E’ cresciuto di oltre 211 miliardi di euro il debito pubblico italiano durante la diciassettesima legislatura. Da febbraio 2013 a novembre 2016 il buco nelle finanze statali è passato da 2.018 miliari a 2.229 miliardi, con un incremento superiore al 10%. Tutto questo nonostante il supporto della Banca d’Italia che, nell’ambito delle operazioni di politica monetaria della Banca centrale europea, ha costantemente aumentato gli acquisti di titoli di Stato del nostro Paese, passando dai 95 miliardi di inizio legislatura ai 266 miliardi di fine 2016 (+174%). Il debito è cresciuto anche se il fabbisogno delle amministrazioni pubbliche è calato di oltre 5 miliardi tra il mese di febbraio 2013 e novembre scorso. Questi i dati principali di una analisi del Centro studi di Unimpresa sull’andamento dei conti pubblici italiani nella legislatura in corso, secondo cui il debito pubblico in questi anni è costanmente aumentato: a fine 2013 ha sfiorato i 2.070 miliardi, alla fine del 2014 era a quota 2.137 miliardi e alla fine del 2015 aveva raggiunto 2.172 miliardi.

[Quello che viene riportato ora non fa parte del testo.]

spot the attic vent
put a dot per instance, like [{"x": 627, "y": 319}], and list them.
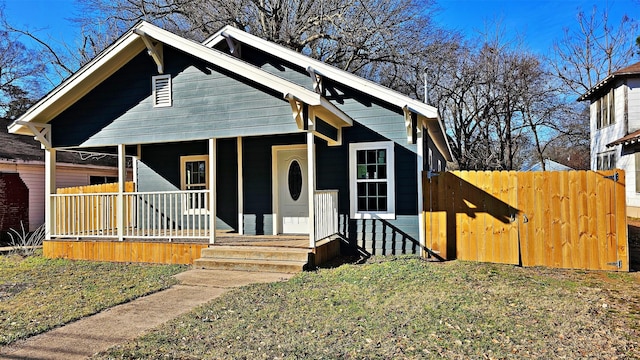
[{"x": 161, "y": 90}]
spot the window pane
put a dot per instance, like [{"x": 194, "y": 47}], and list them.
[
  {"x": 382, "y": 189},
  {"x": 382, "y": 172},
  {"x": 372, "y": 189},
  {"x": 362, "y": 204},
  {"x": 382, "y": 203},
  {"x": 371, "y": 156},
  {"x": 372, "y": 204},
  {"x": 382, "y": 156}
]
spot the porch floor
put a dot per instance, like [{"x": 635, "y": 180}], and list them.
[{"x": 222, "y": 238}]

Secondo l’analisi dell’associazione, basata su dati della Banca d’Italia, nel corso della diciassettesima legislatura il debito pubblico del nostro Paese è cresciuto di 211,1 miliardi (+10,46%) passando dai 2.018,2 miliardi di febbraio 2013 ai 2.229,4 miliardi di novembre 2016. L’analisi consente di osservare una costante crescita: alla finel del 2013 il “buco” nei conti dello Stato era già arrivato a 2.069,3 miliardi, con un aumento, in soli 11 mesi, di oltre 50 miliardi; nel corso del 2014 è stata superata la soglia dei 2.100 miliardi e alla fine dell’anno l’asticella si è fermata a quota 2.137,1 miliari per poi salire ancora nei 12 mesi successivi e chiudere, alla fine del 2015, a 2.172,6 miliardi.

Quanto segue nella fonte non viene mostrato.